Food influences our health and can affect our skin. Acne is an example, with the typical western diet of dairy products, red meat and carbohydrates a factor, rosacea is another condition affected by consumption.
With the perceived links between allergy and atopic dermatitis, many believe this is also a prime candidate. Whilst there are cases where the belief is correct, we would suggest a degree of caution before assuming a direct link.
Double blind clinical trials have been run on a substantial scale. Where patients with a range of atopic dermatitis symptoms were not pre-selected, excluding foods of concern brought no benefit in most cases.

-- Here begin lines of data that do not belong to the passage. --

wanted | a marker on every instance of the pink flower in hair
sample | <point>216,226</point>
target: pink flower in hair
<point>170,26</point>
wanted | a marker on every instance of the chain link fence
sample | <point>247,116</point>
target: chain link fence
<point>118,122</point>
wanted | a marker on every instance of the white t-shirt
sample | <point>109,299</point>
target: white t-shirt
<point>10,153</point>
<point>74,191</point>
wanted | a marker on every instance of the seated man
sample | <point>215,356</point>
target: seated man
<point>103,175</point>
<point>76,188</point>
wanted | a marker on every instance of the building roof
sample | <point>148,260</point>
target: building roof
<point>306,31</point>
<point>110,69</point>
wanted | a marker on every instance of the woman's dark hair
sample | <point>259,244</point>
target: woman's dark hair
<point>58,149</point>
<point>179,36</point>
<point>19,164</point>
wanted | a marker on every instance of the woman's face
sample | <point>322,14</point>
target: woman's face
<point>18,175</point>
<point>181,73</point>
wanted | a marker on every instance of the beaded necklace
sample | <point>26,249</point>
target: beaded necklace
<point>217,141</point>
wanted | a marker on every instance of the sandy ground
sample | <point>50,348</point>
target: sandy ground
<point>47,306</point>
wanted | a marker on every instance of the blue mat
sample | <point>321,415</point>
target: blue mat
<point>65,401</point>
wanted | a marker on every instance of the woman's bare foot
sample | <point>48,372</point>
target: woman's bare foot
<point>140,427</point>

There were exceptions and as other trials have suggested, they are likely to be more severe cases. However, at least 80% of people with atopic dermatitis do not have symptoms related to food allergy.
Perception & Evidence
There are misconceptions on dietary changes bringing a cure for a range of skin conditions, such as how skin cancer and diet are related.

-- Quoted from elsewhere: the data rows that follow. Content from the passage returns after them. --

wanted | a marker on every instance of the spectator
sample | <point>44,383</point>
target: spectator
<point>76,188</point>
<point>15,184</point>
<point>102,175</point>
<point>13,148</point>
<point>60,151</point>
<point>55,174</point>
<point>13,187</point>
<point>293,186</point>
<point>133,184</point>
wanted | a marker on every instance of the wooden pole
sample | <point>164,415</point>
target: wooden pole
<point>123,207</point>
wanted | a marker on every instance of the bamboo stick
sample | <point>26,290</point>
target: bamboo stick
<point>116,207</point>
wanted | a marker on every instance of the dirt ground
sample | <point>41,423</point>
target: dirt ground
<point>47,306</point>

We do not wish to exclude dietary modification as an option for atopic dermatitis. Eating healthily can help many medical conditions and excluding specific foods may be a benefit in some atopic dermatitis cases.

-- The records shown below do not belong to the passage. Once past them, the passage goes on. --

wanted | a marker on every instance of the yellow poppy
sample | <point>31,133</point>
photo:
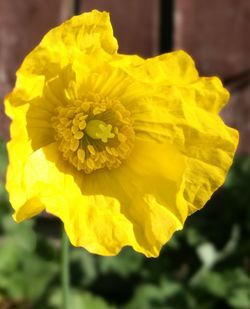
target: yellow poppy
<point>120,148</point>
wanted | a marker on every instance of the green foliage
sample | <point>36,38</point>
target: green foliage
<point>205,266</point>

Professional diagnosis on an individual basis is the best solution. This gives an opportunity to identify cases where diet matters, or set aside the understandable misperception patients can have on the link.
Even where changing diet may have seemed to help, a placebo effect is not uncommon. In trials, patients have also been found many times more likely to perceive adverse reactions to foods than is real.
Misdiagnosis & Risk
Eliminating and later reintroducing certain foods can cause issues, possibly anaphylaxis. Similar problems could occur in very young people, where witholding foods may make allergic reaction to them worse if they are eaten.
In both cases, our bodies benefit from exposure by adjusting. Avoiding dietary elements because there is a possibility of a link to atopic dermatitis could be incorrect and ultimately bring a new medical issue.
Best to bear in mind that the root of the problem is often your skin, rather than diet. Good moisturisation is likely to achieve more than changing your diet, along with a range of treatment options suited to you.
Our consultants will never dismiss diet as a possibility. They simply wish to treat dermatitis and eczema in the best possible way for their patient.